Accurate estimation of GCA
Field validation
The EW values of the 945 hybrids were collected as the training set, and all potential 35,245 hybrids were predicted using BayesB, GBLUP and LASSO. The predicted EW values were sorted, and then crosses with the top 100 and bottom 100 EW values were selected. The selected single-cross hybrids were generated during the winter of 2018 in Sanya, China. Subsequently, a field evaluation was performed on these hybrids during the spring maize growing season of 2019 in Yangzhou, China. Because of environmental and flowering factors, only parts of the hybrids were successfully observed in the field. These successfully crossed hybrids constituted the first field validation dataset (Hybrid_Set1). Unlike most previous studies that used correlation coefficients to evaluate GS effectiveness, this study evaluated GS by comparing the percentage increase in performance of the validated top 100 hybrids relative to the bottom 100 hybrids and a check variety. To analyze the role of significant SNPs identified through GWAS in predicting hybrid performance, 187 inbred lines were selected from the 266 inbred lines to generate hybrids, resulting in 259 hybrids that constituted the second validation dataset (Hybrid_Set2). A field evaluation of this dataset was performed during the spring maize growing season of 2020 in Yangzhou, China.
Acknowledgements
This work was supported by grants from the Seed Industry Revitalization Project of Jiangsu Province (JBGS[2021]009), the Key Research and Development Program of Jiangsu Province (BE2022343), National Natural Science Foundation of China (32061143030, 32170636, 32100448), the National Key Research and Development Program of China (2022YFD1201804, 2023YFD1202200), Jiangsu Agriculture Science and Technology Innovation Fund (CX(24)3099, CX(21)1003) and the Priority Academic Program Development of Jiangsu Higher Education Institutions (PAPD).
Conflict of interest
The authors declare no conflict of interest.
Author contributions
C.X. and Y.X. designed and supervised this research.
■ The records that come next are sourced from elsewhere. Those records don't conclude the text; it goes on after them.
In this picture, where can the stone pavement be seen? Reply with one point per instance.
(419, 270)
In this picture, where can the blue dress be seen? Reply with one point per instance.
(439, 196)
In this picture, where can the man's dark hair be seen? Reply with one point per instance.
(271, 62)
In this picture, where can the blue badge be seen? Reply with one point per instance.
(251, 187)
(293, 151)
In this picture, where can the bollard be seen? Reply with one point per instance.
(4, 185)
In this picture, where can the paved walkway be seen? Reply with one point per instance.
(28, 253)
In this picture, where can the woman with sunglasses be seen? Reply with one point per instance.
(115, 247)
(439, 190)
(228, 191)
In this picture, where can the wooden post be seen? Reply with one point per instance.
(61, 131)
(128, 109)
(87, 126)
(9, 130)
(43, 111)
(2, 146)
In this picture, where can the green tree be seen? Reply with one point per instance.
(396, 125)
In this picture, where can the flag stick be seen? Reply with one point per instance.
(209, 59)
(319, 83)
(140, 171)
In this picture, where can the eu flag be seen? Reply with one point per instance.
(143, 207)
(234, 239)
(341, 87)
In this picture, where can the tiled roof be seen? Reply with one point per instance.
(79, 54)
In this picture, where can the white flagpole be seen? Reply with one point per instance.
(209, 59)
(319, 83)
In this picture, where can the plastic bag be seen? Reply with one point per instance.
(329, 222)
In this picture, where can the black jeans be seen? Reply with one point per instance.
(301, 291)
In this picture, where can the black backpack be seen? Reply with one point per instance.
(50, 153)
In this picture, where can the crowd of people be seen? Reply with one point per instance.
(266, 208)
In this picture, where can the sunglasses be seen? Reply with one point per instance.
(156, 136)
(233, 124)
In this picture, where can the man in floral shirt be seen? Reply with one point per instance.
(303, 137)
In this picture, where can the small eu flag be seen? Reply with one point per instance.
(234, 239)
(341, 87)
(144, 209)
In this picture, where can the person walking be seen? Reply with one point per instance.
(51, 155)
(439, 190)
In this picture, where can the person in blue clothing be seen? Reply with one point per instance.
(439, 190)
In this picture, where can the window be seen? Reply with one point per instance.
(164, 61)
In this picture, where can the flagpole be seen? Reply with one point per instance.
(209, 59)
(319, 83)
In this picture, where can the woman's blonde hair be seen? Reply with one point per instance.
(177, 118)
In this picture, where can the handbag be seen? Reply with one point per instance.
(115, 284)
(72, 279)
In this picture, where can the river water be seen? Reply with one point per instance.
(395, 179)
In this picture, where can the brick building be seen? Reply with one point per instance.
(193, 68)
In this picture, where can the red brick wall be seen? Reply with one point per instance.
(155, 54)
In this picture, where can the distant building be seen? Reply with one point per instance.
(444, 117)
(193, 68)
Z.Z., Y.Z., K.Z., G.Y., W.Y., F.L. and X.G. performed experiments and collected data. Z.Z., X.W. and Z.Y. analysed data. Z.Z., X.W. and Y.X. wrote the manuscript. X.Z. assisted with the analysis and revised the manuscript. All the authors read and approved the manuscript.
Open Research
Data availability statement
The data that supports the findings of this study are available in the supplementary material of this article.